Dr Pieter Francois
Associate Professor in Cultural Evolution at the University of Oxford, a Fellow of St Cross College, and Director of Studies in Human Sciences at Regent's Park College.
Dr Pieter Francois is the Deputy Director and Senior Researcher of the Centre for Study of Social Cohesion and the Founding Director of the Seshat: Global History Databank. Over the past seven years the Seshat project has attracted several multi-million grants of which Dr. Francois is usually the Co-PI or Co-I. These grants include an ESRC Large Grant ‘Ritual, Community, and Conflict’, a Horizon2020 grant ‘ALIGNED: Quality-centric Software and Data Engineering’, and an ERC Advanced Grant ‘Ritual Modes: Divergent modes of ritual, social cohesion, prosociality, and conflict (PI Harvey Whitehouse)’. He is also the PI and overall Lead of the Freedom of Religion or Belief Leadership Network (UK Aid).
He is a Senior Research Fellow and Academic Lead on Data Science and AI for the Arts and Humanities at the Alan Turing Institute. At the Turing he is the PI of the Accelerating AI for the Arts and Humanities project.
Dr Francois is a Senior Fellow of the Centre for the Resolution of Intractable Conflict (CRIC).
During the period 2018-2022 he was Director of Studies in Human Sciences at St Benet’s Hall and since 2022 he holds the same position at Regent’s Park College.
Before joining the University of Oxford he was a Senior Lecturer in Digital History and director of the Cliodynamics Lab at the University of Hertfordshire.

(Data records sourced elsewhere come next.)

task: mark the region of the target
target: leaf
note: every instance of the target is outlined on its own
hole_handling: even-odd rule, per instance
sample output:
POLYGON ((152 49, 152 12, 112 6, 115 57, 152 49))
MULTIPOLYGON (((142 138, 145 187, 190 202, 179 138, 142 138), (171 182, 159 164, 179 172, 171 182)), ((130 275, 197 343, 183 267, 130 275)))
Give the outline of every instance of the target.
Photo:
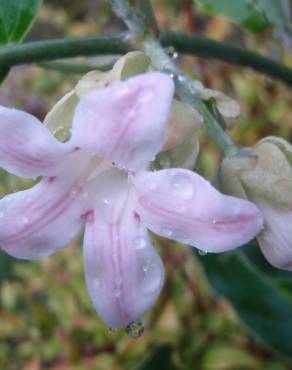
POLYGON ((291 11, 289 0, 256 0, 259 9, 274 27, 275 35, 285 46, 292 45, 291 11))
POLYGON ((5 80, 9 72, 9 68, 0 69, 0 84, 5 80))
POLYGON ((0 1, 0 46, 20 42, 28 32, 42 0, 0 1))
MULTIPOLYGON (((263 31, 268 23, 262 11, 250 0, 197 0, 201 8, 211 15, 221 14, 252 32, 263 31)), ((272 0, 274 1, 274 0, 272 0)))
POLYGON ((15 258, 10 257, 8 254, 0 252, 0 284, 4 280, 15 278, 13 267, 16 261, 15 258))
POLYGON ((199 257, 215 292, 226 297, 248 330, 271 349, 292 354, 291 299, 240 253, 199 257))
POLYGON ((170 345, 156 348, 136 370, 176 370, 171 360, 173 349, 170 345))

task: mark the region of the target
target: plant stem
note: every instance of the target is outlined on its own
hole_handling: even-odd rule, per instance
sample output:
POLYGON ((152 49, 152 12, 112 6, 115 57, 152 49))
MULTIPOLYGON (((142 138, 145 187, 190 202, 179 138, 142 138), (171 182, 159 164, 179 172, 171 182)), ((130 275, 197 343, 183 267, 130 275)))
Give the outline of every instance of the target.
POLYGON ((162 45, 172 45, 177 52, 250 67, 292 86, 291 68, 242 47, 179 32, 164 32, 160 35, 160 41, 162 45))
POLYGON ((125 54, 130 50, 126 35, 92 36, 62 40, 34 41, 0 49, 0 68, 39 63, 82 55, 125 54))
POLYGON ((145 32, 144 22, 137 17, 128 1, 110 0, 110 3, 113 11, 119 18, 123 19, 129 31, 133 35, 142 37, 145 32))
POLYGON ((165 53, 159 42, 154 39, 144 41, 145 52, 149 55, 154 66, 168 73, 176 83, 176 92, 181 100, 195 108, 204 119, 204 128, 212 141, 219 147, 225 156, 234 155, 237 148, 217 122, 215 117, 210 113, 205 103, 197 97, 197 93, 202 89, 202 84, 199 81, 193 81, 185 76, 176 65, 172 62, 169 56, 165 53))
MULTIPOLYGON (((250 67, 292 87, 292 68, 250 50, 208 38, 175 32, 162 32, 159 39, 163 47, 173 46, 180 53, 250 67)), ((125 54, 130 49, 130 43, 125 35, 67 38, 10 45, 0 48, 0 72, 20 64, 40 63, 76 56, 125 54)))

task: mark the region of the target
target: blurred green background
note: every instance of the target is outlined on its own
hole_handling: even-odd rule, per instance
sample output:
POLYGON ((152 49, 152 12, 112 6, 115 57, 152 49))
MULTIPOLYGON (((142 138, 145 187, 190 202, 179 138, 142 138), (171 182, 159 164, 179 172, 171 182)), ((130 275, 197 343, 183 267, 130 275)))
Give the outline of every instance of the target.
MULTIPOLYGON (((221 5, 226 3, 229 11, 230 2, 221 5)), ((290 46, 283 47, 283 40, 273 37, 273 27, 264 18, 245 16, 244 11, 227 14, 208 1, 205 7, 198 3, 153 1, 161 29, 244 45, 292 65, 290 46)), ((26 40, 123 30, 107 1, 44 0, 26 40)), ((231 132, 236 143, 252 146, 271 134, 291 141, 291 90, 282 83, 211 60, 178 55, 176 62, 207 87, 240 102, 241 115, 231 132)), ((39 66, 15 67, 0 88, 0 104, 43 119, 79 78, 39 66)), ((197 170, 212 179, 220 154, 203 133, 200 142, 197 170)), ((0 196, 30 186, 4 171, 0 176, 0 196)), ((166 280, 137 339, 124 330, 110 331, 95 314, 85 288, 80 240, 36 262, 0 253, 0 370, 292 369, 292 355, 280 354, 252 336, 231 304, 214 295, 199 261, 208 256, 167 240, 156 243, 166 280)))

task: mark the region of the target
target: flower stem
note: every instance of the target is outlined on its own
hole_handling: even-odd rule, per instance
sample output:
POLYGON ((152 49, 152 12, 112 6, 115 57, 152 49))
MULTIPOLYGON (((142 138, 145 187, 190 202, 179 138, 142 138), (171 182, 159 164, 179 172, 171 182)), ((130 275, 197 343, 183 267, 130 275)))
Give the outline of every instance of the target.
POLYGON ((129 24, 129 19, 135 20, 134 25, 136 28, 137 22, 141 23, 143 33, 139 33, 138 30, 135 36, 142 44, 145 53, 150 57, 156 69, 168 73, 174 79, 176 92, 181 100, 195 108, 202 115, 203 125, 210 139, 214 141, 225 156, 235 154, 237 152, 235 144, 222 129, 204 102, 198 98, 198 92, 203 88, 203 85, 199 81, 193 81, 185 76, 167 55, 159 40, 154 36, 153 25, 156 24, 156 20, 150 0, 140 0, 140 6, 142 5, 142 10, 145 10, 143 19, 134 12, 128 0, 112 0, 112 3, 114 3, 113 10, 124 20, 132 32, 134 31, 134 27, 131 22, 129 24), (147 16, 150 16, 149 20, 147 20, 147 16))
POLYGON ((174 79, 176 92, 181 100, 185 104, 195 108, 202 115, 204 128, 208 136, 219 147, 222 153, 225 156, 234 155, 238 151, 235 144, 208 110, 205 103, 197 97, 202 84, 185 76, 169 58, 158 41, 152 38, 146 39, 144 41, 144 50, 157 69, 168 73, 174 79))
MULTIPOLYGON (((256 52, 205 37, 176 32, 161 32, 159 40, 163 47, 172 46, 177 52, 249 67, 292 87, 292 68, 256 52)), ((0 48, 0 80, 1 73, 4 76, 4 70, 7 73, 15 65, 77 56, 125 54, 130 49, 126 35, 76 37, 4 46, 0 48)))
POLYGON ((125 54, 129 50, 127 35, 34 41, 0 48, 0 68, 2 71, 14 65, 81 55, 125 54))

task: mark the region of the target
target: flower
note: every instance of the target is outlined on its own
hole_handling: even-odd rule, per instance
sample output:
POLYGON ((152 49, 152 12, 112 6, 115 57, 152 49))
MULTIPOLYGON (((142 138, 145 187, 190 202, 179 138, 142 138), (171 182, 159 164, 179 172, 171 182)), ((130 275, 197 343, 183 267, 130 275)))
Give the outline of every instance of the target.
POLYGON ((266 137, 254 148, 226 158, 220 171, 222 189, 254 202, 264 217, 257 236, 266 259, 292 270, 292 146, 284 139, 266 137))
POLYGON ((163 265, 147 228, 221 252, 262 227, 254 204, 220 194, 189 170, 146 170, 163 145, 173 89, 167 75, 153 72, 91 92, 63 144, 31 115, 0 110, 0 165, 43 176, 0 201, 1 247, 19 258, 44 257, 85 225, 87 287, 112 328, 137 320, 161 290, 163 265))

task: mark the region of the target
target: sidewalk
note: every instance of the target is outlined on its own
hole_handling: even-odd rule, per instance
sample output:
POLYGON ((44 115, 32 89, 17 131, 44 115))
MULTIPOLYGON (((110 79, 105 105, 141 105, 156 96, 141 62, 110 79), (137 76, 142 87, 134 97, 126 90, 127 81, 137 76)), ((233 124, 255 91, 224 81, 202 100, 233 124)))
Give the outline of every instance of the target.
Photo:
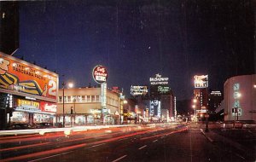
MULTIPOLYGON (((232 150, 229 150, 230 152, 233 152, 236 156, 245 159, 253 159, 255 160, 255 151, 252 149, 248 149, 245 146, 242 146, 241 144, 238 143, 237 142, 235 142, 230 138, 224 137, 221 135, 218 135, 216 132, 213 132, 212 130, 209 130, 208 132, 206 132, 205 130, 200 129, 202 135, 212 144, 219 145, 224 147, 223 149, 224 151, 225 148, 231 148, 232 150)), ((219 130, 223 131, 223 130, 219 130)))

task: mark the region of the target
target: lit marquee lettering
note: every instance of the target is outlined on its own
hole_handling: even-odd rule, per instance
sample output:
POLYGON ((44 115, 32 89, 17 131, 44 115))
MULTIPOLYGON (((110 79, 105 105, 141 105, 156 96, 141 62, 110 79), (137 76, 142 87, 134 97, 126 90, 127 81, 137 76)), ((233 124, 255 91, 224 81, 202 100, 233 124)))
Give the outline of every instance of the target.
POLYGON ((167 93, 170 91, 170 87, 160 85, 160 86, 158 86, 158 91, 160 93, 163 93, 163 94, 167 93))
POLYGON ((208 75, 195 75, 195 88, 207 88, 208 87, 208 75))
POLYGON ((147 86, 131 86, 131 95, 133 96, 146 95, 148 92, 147 86))
POLYGON ((152 85, 168 84, 169 78, 162 78, 159 73, 155 74, 155 78, 150 78, 149 81, 152 85))
POLYGON ((92 76, 96 83, 105 83, 108 78, 107 69, 102 66, 96 66, 92 71, 92 76))

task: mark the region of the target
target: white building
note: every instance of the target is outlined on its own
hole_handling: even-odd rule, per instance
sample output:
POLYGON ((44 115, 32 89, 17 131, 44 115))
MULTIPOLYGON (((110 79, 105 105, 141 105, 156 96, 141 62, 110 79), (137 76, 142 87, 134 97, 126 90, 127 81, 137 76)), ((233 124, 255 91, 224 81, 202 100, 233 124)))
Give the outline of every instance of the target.
POLYGON ((256 74, 227 79, 224 93, 224 120, 256 120, 256 74))
POLYGON ((105 112, 101 88, 65 89, 64 112, 62 89, 59 90, 58 96, 55 123, 63 122, 63 113, 66 125, 99 124, 102 124, 103 118, 108 124, 119 123, 121 103, 118 93, 107 90, 105 112))

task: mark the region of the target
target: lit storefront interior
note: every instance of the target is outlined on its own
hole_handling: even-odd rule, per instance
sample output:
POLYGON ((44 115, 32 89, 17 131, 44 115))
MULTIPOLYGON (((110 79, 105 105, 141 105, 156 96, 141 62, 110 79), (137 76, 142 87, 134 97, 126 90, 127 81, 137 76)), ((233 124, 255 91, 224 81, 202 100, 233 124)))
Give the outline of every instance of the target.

Dr Francois is a leading scholar in the field of Digital Humanities with a particular strength in designing large-scale collaborative projects. His research fits within two broad strands. A first strand focuses on novel ways to integrate the social sciences and the humanities. He is especially interested in fostering such a consilience between the disciplines of history, cultural evolution and the digital humanities. His Seshat project brings together historical and archaeological Big Data to study changes playing out over long timescales, usually millennia. He has worked and published on such fundamental changes in the evolution of social complexity, ritual and ritualistic behaviour, warfare, and levels of inequality.

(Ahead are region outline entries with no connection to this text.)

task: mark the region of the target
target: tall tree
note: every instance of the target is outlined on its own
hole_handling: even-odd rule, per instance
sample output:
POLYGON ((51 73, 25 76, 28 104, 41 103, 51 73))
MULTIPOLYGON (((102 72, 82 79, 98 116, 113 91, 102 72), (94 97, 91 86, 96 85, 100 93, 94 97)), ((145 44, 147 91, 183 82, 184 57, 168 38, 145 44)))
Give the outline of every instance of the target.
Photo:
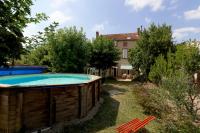
POLYGON ((100 70, 106 70, 120 59, 120 52, 112 40, 103 36, 97 37, 92 43, 90 65, 100 70))
POLYGON ((83 30, 64 28, 48 36, 49 55, 55 72, 82 73, 89 59, 83 30))
POLYGON ((129 62, 134 68, 148 77, 155 59, 162 54, 165 58, 169 50, 174 50, 171 26, 151 24, 148 29, 139 31, 137 47, 130 51, 129 62))
POLYGON ((0 0, 0 66, 20 57, 23 29, 28 23, 47 19, 43 13, 31 17, 32 0, 0 0))

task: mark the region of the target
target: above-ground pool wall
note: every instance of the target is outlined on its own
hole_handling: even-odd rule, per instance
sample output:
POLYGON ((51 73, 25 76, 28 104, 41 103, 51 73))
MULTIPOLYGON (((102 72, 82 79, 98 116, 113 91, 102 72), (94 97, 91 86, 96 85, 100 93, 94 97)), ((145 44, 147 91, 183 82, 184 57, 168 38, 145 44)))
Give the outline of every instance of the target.
POLYGON ((101 81, 81 85, 0 88, 0 132, 37 130, 87 116, 100 99, 101 81))

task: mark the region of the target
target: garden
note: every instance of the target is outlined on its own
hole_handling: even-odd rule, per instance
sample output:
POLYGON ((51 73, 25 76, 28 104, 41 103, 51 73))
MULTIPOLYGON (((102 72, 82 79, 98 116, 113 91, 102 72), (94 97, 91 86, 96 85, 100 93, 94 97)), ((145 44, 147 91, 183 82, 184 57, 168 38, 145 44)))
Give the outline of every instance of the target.
POLYGON ((197 41, 175 42, 172 27, 167 24, 139 28, 137 46, 128 54, 135 79, 119 82, 104 77, 120 59, 112 40, 103 36, 90 40, 83 28, 58 28, 56 22, 37 35, 24 37, 28 24, 48 19, 44 13, 32 17, 32 4, 32 0, 0 1, 0 67, 39 65, 55 73, 85 73, 88 67, 95 67, 99 75, 104 73, 104 102, 94 118, 78 125, 64 124, 50 132, 111 133, 133 118, 149 115, 156 120, 142 132, 200 132, 197 41))

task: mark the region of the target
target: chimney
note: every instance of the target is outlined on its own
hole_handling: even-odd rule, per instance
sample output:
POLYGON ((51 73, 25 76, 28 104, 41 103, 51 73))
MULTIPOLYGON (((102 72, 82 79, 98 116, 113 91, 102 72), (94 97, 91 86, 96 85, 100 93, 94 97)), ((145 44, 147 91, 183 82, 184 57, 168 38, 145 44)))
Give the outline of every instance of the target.
POLYGON ((96 31, 96 38, 97 38, 97 37, 99 37, 99 32, 98 32, 98 31, 96 31))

A second strand of his research focuses on applying a digital humanities approach to the study of nineteenth century travel, migration and history of the book. In 2013 he won the international British Library Labs competition with his ‘Sample Generator for Digitized Texts’. He is currently working on nineteenth-century British travellers to the Continent and on nineteenth-century intercity migration within Ostend, Belgium. He is also a Member of the Management Committee of Cost Action ‘Distant Reading for European Literary History’.